Some friends inherited an old fibro garden shed when they bought their house. It was termite damaged, wood rotten, lead-headed nails, rusty iron, asbestos walls painted with several layers of paint and other mysteries. For a few years it sat in the “too hard” basket, best not looked at too closely.
But, with a toddler starting to explore the yard, and keen to start a garden, the moment arrived when the shed had to be dealt with. They paid for it to be professionally demolished. But that wasn’t the end of the shed saga. Was the soil contaminated? Lead paint remnants or flakes of asbestos? Was it safe for a garden?
Lead paint was commonly used up till the late 1970’s. Up until 1965 paint was often 50% lead. Houses, and sheds dating from before that often had a history of being scraped and sanded and repainted, and the lead paint flakes and dust settled as a ring around the building. A building footprint outlined in contaminated soil.
Commercially produced vegetables probably have worse things to worrry about – pesticides and herbicides and anti-microbial post-harvest washes – but kitchen garden vegetables can pick up the lead. Less so in soil with high enough phosphate levels and neutral or slightly basic pH, which luckily is exactly what you want in good kitchen garden soil. Adding chook manure, bone meal, and/or worm castings might be enough. And one of the ways to deal with lead in the soil is to add organic matter, both because lead binds tightly to organic matter making it less available, and also because if you add enough organic matter or imported clean soil, it dilutes it down to naturally occurring kind of levels (lead is naturally present in soil at rates something like 10 to 50 parts per million). By the time you add enough compost to get your soil up to kitchen garden quality, that will probably add up to “enough”. But still …
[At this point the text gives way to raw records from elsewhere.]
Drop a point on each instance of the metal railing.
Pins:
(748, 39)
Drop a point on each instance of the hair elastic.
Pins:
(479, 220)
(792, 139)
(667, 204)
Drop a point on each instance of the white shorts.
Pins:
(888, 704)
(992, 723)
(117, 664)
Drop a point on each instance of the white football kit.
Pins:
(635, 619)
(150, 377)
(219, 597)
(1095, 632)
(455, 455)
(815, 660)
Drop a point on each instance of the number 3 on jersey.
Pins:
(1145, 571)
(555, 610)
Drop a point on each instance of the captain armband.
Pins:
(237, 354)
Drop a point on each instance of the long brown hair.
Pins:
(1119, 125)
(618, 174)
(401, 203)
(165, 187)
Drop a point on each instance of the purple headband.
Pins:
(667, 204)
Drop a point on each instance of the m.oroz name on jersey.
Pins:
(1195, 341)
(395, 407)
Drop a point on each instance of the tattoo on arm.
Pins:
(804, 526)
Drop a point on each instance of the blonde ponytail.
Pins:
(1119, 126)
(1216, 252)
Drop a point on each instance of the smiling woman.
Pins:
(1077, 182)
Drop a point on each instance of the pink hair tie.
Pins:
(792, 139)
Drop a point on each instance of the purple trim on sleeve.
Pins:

It’s nice to know what you are dealing with. Most councils will be able to direct you to testing. It’s not crazy expensive – around $85 to test just for lead and up to $150 to include pesticides such as arsenic. Some councils will do it for free. If not, there are lots of commercial and university labs that will do a soil analysis to test for a variety of things including pH, nitrogen, phosphorus, metal analysis including lead, cadmium etc, pesticides residue, POCAS ( acid sulphate soils). Southern Cross University, for example, has an independent laboratory called EAL (environmental analysis laboratory). Here’s a link to their price list.
https://www.scu.edu.au/media/scueduau/eal/pricelists/Contamination-assessment-price-list.pdf
A basic metals/ pesticide test is $144, and they have instructions on how to take the samples and how to enable a secure chain of delivery in case you need to prove your test results.
If you find you have low levels, raised beds filled with imported fresh soil and compost, away from that outline of ancient paint dust might be the safest. Get the pH up to 6.5 – 7 and the phosphate levels high enough by adding chook manure, bone meal, and/or worm castings. If you find it’s really bad, you may have to remove soil. Lead binds to fine soil particles so if the soil hasn’t been stirred up by tilling or excavating, the lead is probably almost all in the top couple of inches. It might be an expensive, but not impossible, disposal problem.
As it turned out our friends had a lucky break. Their shed was probably just painted with poor quality water based paints from washed out brushes from the 1990s. Whew.
(PS – a friend put me on to this wonderful program run by Environmental Science staff at Macquarie University, Sydney – https://www.360dustanalysis.com. They will test garden soil and/or vaccuum dust, from anywhere in Australia, for arsenic, cadmium, chromium), copper, manganese, nickel, zinc, and LEAD. The testing is free but they ask if you could please consider a donation to support the work of the program, starting from $20.)